Whacking this for both add_device_randomness and pids allocation gives
me a 15% speed up for thread creation/destruction in a 24-core vm.
The random patch is worth about 4%.
The new bottleneck is pidmap_lock itself, with the biggest problem being
the allocation itself taking the lock *twice*.

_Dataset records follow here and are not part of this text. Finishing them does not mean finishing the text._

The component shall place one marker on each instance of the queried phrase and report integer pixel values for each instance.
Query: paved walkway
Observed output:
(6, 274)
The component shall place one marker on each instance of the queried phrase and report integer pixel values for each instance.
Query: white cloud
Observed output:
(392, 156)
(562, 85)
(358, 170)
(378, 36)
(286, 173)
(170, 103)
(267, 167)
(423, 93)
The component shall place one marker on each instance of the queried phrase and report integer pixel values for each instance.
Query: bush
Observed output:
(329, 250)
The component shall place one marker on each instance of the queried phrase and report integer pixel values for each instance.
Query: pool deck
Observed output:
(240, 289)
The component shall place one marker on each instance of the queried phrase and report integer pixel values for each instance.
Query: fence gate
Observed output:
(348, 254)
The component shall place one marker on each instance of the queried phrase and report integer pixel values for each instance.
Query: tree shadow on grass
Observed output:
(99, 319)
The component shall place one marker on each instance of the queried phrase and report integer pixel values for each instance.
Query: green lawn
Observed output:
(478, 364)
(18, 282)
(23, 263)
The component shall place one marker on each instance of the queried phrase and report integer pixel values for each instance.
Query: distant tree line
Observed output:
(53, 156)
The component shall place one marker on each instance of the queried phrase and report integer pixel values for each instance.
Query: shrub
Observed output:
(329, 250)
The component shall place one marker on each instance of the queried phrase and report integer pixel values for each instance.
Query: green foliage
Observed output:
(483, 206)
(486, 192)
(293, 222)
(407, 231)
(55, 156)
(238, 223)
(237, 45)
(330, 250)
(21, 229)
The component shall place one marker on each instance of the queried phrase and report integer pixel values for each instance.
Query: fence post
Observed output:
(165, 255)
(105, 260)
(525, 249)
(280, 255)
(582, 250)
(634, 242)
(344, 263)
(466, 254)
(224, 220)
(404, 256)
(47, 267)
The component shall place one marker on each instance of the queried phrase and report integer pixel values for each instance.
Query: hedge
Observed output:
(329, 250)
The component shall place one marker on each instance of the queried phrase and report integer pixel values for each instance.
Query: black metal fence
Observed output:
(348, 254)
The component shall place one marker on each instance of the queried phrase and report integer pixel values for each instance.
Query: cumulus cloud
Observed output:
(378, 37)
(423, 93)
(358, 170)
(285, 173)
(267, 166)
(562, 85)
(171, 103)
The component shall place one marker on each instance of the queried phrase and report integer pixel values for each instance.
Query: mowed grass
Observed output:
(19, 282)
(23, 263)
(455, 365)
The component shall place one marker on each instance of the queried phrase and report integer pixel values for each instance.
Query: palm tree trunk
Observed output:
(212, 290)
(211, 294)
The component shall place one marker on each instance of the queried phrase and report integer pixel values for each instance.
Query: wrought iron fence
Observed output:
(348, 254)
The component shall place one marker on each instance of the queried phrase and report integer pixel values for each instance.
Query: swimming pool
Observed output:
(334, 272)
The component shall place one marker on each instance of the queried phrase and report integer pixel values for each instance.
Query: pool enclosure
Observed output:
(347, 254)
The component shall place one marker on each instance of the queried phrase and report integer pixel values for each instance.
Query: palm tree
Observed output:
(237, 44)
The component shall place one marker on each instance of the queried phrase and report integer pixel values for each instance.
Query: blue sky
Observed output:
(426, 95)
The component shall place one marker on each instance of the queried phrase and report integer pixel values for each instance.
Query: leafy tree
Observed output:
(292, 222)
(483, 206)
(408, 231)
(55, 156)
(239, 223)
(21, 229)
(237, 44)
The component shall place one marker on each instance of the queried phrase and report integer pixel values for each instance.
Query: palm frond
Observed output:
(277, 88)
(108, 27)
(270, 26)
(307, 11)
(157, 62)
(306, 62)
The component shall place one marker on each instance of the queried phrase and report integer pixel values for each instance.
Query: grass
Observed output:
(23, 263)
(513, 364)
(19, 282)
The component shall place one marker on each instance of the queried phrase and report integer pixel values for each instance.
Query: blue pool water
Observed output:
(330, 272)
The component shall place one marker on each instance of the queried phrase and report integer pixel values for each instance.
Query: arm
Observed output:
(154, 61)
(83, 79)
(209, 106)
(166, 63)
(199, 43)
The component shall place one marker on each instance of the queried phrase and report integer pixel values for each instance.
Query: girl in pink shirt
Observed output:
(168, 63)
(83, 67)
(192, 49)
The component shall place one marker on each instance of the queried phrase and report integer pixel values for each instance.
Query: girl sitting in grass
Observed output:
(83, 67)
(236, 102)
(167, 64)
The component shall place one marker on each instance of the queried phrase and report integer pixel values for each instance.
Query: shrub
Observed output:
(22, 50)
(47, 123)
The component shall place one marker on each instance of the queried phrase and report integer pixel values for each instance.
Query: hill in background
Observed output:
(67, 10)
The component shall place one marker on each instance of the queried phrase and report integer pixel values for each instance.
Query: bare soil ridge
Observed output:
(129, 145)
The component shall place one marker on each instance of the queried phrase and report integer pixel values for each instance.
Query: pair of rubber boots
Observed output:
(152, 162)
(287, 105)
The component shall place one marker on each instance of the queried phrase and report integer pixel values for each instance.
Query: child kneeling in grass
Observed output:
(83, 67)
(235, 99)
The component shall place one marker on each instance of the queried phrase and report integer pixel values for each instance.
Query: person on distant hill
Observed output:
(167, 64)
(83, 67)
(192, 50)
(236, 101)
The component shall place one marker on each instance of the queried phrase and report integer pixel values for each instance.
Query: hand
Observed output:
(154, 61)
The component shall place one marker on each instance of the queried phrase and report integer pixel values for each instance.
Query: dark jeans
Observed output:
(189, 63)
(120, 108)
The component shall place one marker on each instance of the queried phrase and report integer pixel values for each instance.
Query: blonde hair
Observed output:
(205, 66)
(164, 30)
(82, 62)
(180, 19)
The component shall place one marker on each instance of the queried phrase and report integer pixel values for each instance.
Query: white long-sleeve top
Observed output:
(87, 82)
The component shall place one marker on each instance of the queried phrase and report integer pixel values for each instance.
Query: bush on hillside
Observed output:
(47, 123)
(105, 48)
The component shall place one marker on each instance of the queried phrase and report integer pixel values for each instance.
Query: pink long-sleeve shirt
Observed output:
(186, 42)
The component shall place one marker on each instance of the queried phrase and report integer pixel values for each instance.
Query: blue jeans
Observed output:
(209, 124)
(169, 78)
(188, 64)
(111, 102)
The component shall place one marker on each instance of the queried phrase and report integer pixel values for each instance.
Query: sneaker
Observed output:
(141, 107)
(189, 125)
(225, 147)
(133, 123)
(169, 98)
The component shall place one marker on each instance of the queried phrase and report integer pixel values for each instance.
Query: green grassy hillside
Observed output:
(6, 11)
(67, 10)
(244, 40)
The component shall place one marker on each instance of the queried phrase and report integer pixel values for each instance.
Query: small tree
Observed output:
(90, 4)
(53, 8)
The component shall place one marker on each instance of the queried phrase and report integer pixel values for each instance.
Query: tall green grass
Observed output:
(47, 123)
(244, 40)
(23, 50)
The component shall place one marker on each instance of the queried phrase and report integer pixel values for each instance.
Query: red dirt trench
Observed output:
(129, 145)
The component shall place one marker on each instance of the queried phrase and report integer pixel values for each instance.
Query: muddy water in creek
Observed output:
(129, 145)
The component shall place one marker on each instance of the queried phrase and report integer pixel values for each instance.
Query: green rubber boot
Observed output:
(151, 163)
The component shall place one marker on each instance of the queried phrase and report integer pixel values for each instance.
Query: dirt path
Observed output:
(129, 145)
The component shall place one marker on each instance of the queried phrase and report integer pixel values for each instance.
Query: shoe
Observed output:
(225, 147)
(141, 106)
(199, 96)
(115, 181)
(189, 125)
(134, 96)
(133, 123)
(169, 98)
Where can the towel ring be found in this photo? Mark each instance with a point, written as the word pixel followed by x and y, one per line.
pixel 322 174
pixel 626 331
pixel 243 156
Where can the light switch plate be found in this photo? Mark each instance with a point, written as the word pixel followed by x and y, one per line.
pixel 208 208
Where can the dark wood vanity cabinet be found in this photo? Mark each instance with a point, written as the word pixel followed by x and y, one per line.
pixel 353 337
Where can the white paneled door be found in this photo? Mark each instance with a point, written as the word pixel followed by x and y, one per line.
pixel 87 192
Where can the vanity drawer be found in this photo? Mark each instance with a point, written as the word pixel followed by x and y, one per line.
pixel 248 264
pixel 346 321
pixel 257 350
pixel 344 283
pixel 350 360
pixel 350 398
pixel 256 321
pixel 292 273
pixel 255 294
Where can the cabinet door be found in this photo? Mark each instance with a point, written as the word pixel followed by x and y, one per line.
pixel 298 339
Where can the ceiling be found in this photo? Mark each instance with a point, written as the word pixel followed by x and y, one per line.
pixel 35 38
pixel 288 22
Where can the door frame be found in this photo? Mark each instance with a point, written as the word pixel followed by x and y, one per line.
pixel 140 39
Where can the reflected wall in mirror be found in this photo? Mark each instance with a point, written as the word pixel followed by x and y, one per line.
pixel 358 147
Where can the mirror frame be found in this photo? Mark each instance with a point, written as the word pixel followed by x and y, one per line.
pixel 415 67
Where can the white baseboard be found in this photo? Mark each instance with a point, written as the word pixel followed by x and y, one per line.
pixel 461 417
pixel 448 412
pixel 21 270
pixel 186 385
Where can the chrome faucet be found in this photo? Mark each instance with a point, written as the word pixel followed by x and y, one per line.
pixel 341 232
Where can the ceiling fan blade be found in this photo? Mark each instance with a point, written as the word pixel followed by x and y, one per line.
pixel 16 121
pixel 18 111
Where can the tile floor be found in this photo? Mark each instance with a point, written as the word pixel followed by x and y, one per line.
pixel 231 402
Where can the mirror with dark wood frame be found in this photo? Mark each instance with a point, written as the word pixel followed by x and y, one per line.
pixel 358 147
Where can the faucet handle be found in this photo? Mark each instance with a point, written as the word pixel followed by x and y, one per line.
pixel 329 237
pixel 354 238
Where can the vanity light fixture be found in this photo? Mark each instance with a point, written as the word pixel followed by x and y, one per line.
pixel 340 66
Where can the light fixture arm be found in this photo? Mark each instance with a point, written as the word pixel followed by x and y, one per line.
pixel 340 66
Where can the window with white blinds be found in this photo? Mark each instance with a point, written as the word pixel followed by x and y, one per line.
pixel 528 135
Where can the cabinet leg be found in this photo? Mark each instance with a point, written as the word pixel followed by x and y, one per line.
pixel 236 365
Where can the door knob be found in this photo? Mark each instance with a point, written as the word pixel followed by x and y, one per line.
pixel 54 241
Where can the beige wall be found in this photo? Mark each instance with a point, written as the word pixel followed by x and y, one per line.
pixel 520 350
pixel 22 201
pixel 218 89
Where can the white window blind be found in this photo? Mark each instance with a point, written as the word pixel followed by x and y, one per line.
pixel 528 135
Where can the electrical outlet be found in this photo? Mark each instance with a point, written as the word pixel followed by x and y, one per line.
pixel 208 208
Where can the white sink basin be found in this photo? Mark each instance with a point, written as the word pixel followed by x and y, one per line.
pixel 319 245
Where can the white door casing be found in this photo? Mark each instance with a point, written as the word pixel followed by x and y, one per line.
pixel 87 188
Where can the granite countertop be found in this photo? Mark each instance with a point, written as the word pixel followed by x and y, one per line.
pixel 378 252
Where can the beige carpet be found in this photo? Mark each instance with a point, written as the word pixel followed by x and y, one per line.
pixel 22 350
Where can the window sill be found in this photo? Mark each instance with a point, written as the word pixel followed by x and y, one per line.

Bench (plop into will-it-scale):
$ cat tests/threadspawn1.c
char *testcase_description = "Thread creation and teardown";
static void *worker(void *arg)
{
return (NULL);
}
void testcase(unsigned long long *iterations, unsigned long nr)
{
pthread_t thread;
int error;
while (1) {
error = pthread_create(&thread, NULL, worker, NULL);
assert(error == 0);
error = pthread_join(thread, NULL);
assert(error == 0);
(*iterations)++;
}
}
* patches from https://lore.kernel.org/r/
20250206164415.450051-1-mjguzik@gmail.com:
pid: drop irq disablement around pidmap_lock
pid: perform free_pid() calls outside of tasklist_lock
pid: sprinkle tasklist_lock asserts
exit: hoist get_pid() in release_task() outside of tasklist_lock
exit: perform add_device_randomness() without tasklist_lock
Link: https://lore.kernel.org/r/20250206164415.450051-1-mjguzik@gmail.com
Signed-off-by: Christian Brauner <brauner@kernel.org>